Aquarius gives Sonia Braga the great starring role she’s always deserved
For a very brief period in the late ’80s and early ’90s, Brazilian actress Sonia Braga looked poised to become a major Hollywood star. Her significant supporting role in Kiss Of The Spider Woman (1985), a Brazilian-American co-production that won William Hurt the Oscar for Best Actor and was nominated for Best Picture, got studio suits’ attention; a few years later, she appeared in Robert Redford’s The Milagro Beanfield War and Paul Mazursky’s Moon Over Parador (both of which, oddly, are set in fictional locations, with Milagro somewhere in New Mexico and Parador an entirely invented South American country). Neither film was a hit, and the same tepid box-office fate met her last big Hollywood showcase, The Rookie (1990), in which she played one of the criminals (alongside Raul Juliá again) being pursued by cops Clint Eastwood and Charlie Sheen. While she would later be nominated for an Emmy for John Frankenheimer’s TV movie The Burning Season (opposite Juliá again) and has appeared in guest roles on numerous U.S. TV shows, that was the end of her feature-film heyday. So it’s marvelous to see Braga setting the big screen ablaze—speaking her native language, for once—in Aquarius, a Brazilian drama constructed entirely around her.
That focus on a single protagonist marks a significant change of pace for writer-director Kleber Mendonça Filho, whose debut feature, Neighboring Sounds (2012), was a kaleidoscopic portrait of an entire city block. The two films share the same location, however: Recife, a major metropolitan area on Brazil’s east coast. Opening in 1980, Aquarius quickly establishes the oceanfront apartment building after which it’s titled, introducing a vibrant young woman named Clara (initially played by Bárbara Colen) who lives there with her family. Decades later, Clara (now played by Braga), at 65, still lives in the same apartment, alone, having recently retired from a highly successful career as a music critic. Developers have purchased the building and plan to tear it down, replacing it with luxury condos; they can’t legally force Clara to leave, however, and she refuses to abandon the repository of her life’s memories, even though she’s the last remaining tenant. So begins a rapidly escalating war of wills, with the new owners trying to make Clara’s existence such a living hell that she’ll voluntarily move out, and Clara fighting fire with fire… except substitute something more viscerally disturbing than fire.

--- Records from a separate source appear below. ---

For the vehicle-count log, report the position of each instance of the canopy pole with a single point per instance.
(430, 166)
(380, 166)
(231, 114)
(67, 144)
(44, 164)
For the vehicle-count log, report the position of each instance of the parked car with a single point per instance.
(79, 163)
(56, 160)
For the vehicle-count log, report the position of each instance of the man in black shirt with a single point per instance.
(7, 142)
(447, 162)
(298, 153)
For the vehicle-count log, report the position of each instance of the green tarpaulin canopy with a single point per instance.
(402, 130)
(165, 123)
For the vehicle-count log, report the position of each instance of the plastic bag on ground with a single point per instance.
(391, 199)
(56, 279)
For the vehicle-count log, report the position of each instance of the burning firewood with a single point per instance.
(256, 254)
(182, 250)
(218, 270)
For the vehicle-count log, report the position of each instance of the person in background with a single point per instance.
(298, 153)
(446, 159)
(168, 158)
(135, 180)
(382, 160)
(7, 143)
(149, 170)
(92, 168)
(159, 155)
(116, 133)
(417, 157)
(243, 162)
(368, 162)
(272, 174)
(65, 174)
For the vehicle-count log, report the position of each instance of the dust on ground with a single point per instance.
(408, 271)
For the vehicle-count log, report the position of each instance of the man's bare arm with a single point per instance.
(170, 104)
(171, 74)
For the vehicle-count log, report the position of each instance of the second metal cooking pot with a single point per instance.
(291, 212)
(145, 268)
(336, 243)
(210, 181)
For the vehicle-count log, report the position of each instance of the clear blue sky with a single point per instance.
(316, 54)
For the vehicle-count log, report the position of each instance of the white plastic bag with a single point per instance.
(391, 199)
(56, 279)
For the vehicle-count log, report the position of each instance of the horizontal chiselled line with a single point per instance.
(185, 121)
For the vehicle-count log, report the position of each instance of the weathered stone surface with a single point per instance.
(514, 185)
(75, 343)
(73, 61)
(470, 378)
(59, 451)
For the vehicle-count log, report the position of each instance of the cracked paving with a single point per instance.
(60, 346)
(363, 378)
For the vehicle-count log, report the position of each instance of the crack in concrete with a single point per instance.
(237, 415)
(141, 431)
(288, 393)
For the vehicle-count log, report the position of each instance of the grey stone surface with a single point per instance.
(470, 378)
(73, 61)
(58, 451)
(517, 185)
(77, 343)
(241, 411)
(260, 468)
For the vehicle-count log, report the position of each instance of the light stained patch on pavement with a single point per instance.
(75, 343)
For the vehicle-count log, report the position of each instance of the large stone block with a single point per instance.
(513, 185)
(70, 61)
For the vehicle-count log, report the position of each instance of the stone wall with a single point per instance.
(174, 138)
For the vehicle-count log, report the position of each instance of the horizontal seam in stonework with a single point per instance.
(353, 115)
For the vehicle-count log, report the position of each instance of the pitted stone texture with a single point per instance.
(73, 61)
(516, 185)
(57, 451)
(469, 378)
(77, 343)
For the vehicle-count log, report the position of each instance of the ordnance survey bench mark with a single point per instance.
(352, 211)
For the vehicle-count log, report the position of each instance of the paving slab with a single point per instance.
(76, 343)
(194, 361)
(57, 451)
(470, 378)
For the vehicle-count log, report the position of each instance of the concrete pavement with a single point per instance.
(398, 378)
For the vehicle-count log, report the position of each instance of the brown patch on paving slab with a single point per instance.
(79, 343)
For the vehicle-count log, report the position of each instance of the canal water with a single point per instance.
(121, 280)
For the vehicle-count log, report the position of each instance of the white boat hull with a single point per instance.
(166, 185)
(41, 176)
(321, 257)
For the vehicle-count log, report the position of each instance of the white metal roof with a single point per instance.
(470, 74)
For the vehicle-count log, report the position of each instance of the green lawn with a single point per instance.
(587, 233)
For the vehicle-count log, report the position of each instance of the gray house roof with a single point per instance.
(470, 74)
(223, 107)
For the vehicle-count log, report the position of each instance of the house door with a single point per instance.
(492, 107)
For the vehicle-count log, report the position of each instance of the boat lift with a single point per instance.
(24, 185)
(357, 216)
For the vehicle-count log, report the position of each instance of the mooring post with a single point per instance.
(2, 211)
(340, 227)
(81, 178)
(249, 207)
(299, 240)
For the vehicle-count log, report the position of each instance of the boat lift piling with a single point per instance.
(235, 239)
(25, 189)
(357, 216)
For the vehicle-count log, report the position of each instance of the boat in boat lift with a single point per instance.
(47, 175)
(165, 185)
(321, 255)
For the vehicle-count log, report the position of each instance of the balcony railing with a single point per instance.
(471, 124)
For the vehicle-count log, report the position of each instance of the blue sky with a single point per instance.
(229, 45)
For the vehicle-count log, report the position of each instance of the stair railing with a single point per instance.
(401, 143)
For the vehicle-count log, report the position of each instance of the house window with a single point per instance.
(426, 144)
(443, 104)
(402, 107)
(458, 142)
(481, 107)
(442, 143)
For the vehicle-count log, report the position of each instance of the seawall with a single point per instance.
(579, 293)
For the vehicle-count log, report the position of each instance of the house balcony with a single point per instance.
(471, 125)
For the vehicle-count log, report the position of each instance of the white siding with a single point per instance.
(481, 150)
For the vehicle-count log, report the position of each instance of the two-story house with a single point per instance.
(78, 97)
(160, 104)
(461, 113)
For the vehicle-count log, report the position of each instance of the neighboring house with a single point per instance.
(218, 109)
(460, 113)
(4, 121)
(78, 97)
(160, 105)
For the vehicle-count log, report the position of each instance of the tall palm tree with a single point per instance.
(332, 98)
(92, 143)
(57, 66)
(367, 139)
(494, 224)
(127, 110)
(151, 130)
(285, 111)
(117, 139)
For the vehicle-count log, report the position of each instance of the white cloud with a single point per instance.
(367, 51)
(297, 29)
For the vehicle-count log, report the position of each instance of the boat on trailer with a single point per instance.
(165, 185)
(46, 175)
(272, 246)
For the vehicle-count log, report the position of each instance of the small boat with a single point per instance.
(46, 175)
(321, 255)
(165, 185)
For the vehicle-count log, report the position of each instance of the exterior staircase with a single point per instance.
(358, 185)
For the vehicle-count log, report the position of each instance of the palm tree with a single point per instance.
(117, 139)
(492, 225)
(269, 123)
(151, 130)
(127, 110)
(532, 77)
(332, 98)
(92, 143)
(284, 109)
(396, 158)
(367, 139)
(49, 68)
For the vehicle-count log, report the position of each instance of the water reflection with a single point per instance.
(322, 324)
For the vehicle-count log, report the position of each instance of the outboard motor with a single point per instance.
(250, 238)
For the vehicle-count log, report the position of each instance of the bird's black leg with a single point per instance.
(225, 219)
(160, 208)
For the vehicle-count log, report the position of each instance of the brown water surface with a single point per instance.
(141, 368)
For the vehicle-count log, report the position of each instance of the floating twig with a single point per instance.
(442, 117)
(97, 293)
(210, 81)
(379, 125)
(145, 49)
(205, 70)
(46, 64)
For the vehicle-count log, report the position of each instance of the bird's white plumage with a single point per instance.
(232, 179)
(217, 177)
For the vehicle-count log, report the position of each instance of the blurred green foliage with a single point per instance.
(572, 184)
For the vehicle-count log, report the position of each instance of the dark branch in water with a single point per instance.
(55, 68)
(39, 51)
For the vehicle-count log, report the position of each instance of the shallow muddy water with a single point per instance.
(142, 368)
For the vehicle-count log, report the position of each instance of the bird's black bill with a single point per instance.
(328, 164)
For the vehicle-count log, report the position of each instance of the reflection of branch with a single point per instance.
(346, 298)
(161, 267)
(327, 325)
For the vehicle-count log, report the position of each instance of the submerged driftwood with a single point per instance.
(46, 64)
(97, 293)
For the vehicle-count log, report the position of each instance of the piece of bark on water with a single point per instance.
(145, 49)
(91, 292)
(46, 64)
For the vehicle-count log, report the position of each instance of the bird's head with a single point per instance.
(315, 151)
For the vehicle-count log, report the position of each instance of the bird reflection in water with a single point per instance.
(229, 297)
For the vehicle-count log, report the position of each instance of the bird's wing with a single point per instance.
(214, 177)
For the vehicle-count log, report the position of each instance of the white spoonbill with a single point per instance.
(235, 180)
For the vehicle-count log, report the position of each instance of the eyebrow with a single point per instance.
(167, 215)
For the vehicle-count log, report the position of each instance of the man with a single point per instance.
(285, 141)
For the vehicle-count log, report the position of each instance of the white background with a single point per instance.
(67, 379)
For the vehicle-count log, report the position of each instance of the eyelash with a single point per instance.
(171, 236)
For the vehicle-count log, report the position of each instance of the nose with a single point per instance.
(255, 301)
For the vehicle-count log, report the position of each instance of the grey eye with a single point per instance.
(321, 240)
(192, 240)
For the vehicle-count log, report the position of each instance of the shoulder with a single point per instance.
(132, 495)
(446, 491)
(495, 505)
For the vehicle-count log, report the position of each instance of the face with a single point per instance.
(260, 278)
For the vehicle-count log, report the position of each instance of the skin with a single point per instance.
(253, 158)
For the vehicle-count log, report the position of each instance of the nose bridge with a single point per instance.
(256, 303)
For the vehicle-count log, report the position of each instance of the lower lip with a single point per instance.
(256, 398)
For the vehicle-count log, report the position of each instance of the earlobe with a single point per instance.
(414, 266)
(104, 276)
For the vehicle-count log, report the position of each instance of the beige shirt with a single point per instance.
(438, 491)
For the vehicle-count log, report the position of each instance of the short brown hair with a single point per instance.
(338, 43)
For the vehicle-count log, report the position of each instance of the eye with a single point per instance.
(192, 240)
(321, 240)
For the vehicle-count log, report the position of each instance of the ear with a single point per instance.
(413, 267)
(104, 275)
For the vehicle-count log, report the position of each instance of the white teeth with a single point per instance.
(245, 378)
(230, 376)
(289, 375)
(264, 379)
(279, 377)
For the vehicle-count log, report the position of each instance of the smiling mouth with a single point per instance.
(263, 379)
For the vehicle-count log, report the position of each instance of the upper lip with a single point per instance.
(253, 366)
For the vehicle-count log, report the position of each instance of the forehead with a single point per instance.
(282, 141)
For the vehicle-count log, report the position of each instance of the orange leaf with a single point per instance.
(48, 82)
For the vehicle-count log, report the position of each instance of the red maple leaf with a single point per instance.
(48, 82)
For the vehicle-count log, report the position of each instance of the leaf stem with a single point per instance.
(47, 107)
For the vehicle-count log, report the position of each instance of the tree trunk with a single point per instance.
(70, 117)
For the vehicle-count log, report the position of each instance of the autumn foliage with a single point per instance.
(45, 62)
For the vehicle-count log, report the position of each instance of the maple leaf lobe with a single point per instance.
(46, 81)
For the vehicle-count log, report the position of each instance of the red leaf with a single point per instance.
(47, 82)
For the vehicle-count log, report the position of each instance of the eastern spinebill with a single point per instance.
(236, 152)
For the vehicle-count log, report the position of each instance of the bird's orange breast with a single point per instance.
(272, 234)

Summarized like that, Aquarius almost sounds as if it could be a Hollywood movie, pitting a lovable underdog against The Man. Despite his title, though, Mendonça Filho is just as interested in Clara herself as he is in her fight to remain in the building. Indeed, there are two different movies at work here, which only seem tangentially related. One of them examines our attachment to objects and places and the ways that we invest the inanimate with meaning; even in the 1980-set prologue, a minor character’s glance at a credenza in the apartment triggers a flashback to a time when she’d had sex atop it, decades earlier. The other just wants to hang with Clara, observing her love life (this is a rare movie that confidently depicts an older woman as highly erotic); her relationships with her family (especially a daughter played by the terrific Maeve Jinkings, who was part of Neighboring Sounds’ ensemble) and her longtime maid (Zoraide Coleto); and her love of music ranging from samba to Queen. This sprawling approach makes Aquarius a tad unwieldy—the film runs nearly two and a half hours—but since both movies are thoroughly enjoyable in their own right, it seems churlish to complain that they don’t mesh as snugly as one might like.
Plus, no matter what’s happening at any given moment (apart from the prologue), Braga is killing it. Clara’s tenderness and her ferocity are inextricable, and Braga miraculously succeeds in making the character an indomitable force of nature (to the point where you want to urge the rapacious real-estate villains to throw in the towel; they’re clearly outmatched) while simultaneously revealing how fragile and weary she can be. To call this performance a career-crowning achievement seems insufficient—based on her magnificence here, it’s not clear that Braga has ever before been given a real opportunity to show what she can do. (That she somehow lost Cannes’ Best Actress prize, which went to Ma’ Rosa’s Jaclyn Jose, is perhaps the worst indictment that can made of this year’s jury, which handed out what’s widely considered to be the most wrongheaded bunch of awards in decades.) Aquarius is almost certainly too tiny and foreign to get Oscar attention, but if voters are serious about wanting to celebrate actors of color, they need look no further.